Dyrektor VII Liceum Ogólnokształcącego w Tarnowie podkreślał w rozmowie z nami, że w poprzednich latach zdarzało się, że niektórzy uczniowie w pierwszej rekrutacji składali wnioski tylko do jednej, wymarzonej szkoły. Tym samym zamykali sobie oni możliwość dostania się do innej, równie satysfakcjonującej placówki, bo miejsca w niej zajęli już uczniowie z mniejszą punktacją. Prawdopodobnie w tym należy upatrywać źródła części zeszłorocznego zamieszania z rekrutacją.
– Niestety, matematyka jest bezwzględna, liczy się tylko i wyłącznie liczba punktów. Wobec tego chcieć nie zawsze znaczy móc i dlatego niektórym dzieciakom może zabraknąć punktów, żeby dostać się do wymarzonego liceum. Ale czy dostaną się do liceum? Jeżeli będą miały odpowiednią ilość punktów to na pewno tak – dodaje Marian Kozik, dyrektor VII Liceum Ogólnokształcącego w Tarnowie.
Szkoła mimo otwarcia dodatkowego oddziału, nie będzie wprowadzać systemu zmianowego w organizacji zajęć. Wszystkie lekcje będą kończyć się do godziny 15.00.
– W zeszłym roku otworzyliśmy 4 oddziały, czyli przyjęliśmy około 130 dzieciaków. W tym roku planujemy też 4 oddziały o różnych rozszerzeniach, żeby każdy mógł skorzystać. Planujemy przyjąć 130 pierwszoklasistów - mówi Marian Kozik, dyrektor VII Liceum Ogólnokształcącego w Tarnowie.
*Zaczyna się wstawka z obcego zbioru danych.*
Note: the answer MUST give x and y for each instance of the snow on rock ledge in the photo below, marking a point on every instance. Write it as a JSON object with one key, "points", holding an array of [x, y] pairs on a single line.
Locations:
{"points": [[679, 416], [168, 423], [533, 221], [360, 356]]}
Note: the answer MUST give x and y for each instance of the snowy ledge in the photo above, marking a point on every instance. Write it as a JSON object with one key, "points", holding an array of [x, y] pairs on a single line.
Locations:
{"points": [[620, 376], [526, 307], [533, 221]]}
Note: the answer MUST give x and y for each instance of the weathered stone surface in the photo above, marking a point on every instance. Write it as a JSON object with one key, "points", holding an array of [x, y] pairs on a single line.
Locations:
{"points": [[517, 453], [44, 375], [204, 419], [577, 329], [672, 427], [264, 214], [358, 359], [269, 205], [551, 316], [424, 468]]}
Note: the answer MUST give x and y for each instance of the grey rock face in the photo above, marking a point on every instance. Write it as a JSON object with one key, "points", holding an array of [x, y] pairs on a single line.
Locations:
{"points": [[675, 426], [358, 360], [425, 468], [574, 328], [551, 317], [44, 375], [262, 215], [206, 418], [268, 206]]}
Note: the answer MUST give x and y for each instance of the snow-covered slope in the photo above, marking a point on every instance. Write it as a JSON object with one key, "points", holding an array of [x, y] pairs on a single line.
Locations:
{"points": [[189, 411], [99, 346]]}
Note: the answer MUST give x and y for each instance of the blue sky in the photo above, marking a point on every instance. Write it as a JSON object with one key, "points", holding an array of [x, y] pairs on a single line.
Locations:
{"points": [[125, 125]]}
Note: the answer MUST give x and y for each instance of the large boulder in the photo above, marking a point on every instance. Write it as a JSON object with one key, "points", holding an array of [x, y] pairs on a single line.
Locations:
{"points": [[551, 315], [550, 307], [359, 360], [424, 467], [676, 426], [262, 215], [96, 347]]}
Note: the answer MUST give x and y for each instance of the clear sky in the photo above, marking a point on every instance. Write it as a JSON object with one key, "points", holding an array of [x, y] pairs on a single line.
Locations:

Przypomnijmy, że w tym tygodniu zaplanowane są egzaminy ósmoklasisty, których wyniki poznamy między 14, a 21 lipca. Osoby zainteresowane edukacją w VII Liceum Ogólnokształcącym w Tarnowie, mogą jeszcze skorzystać z dnia otwartego, który odbędzie się 26 maja br.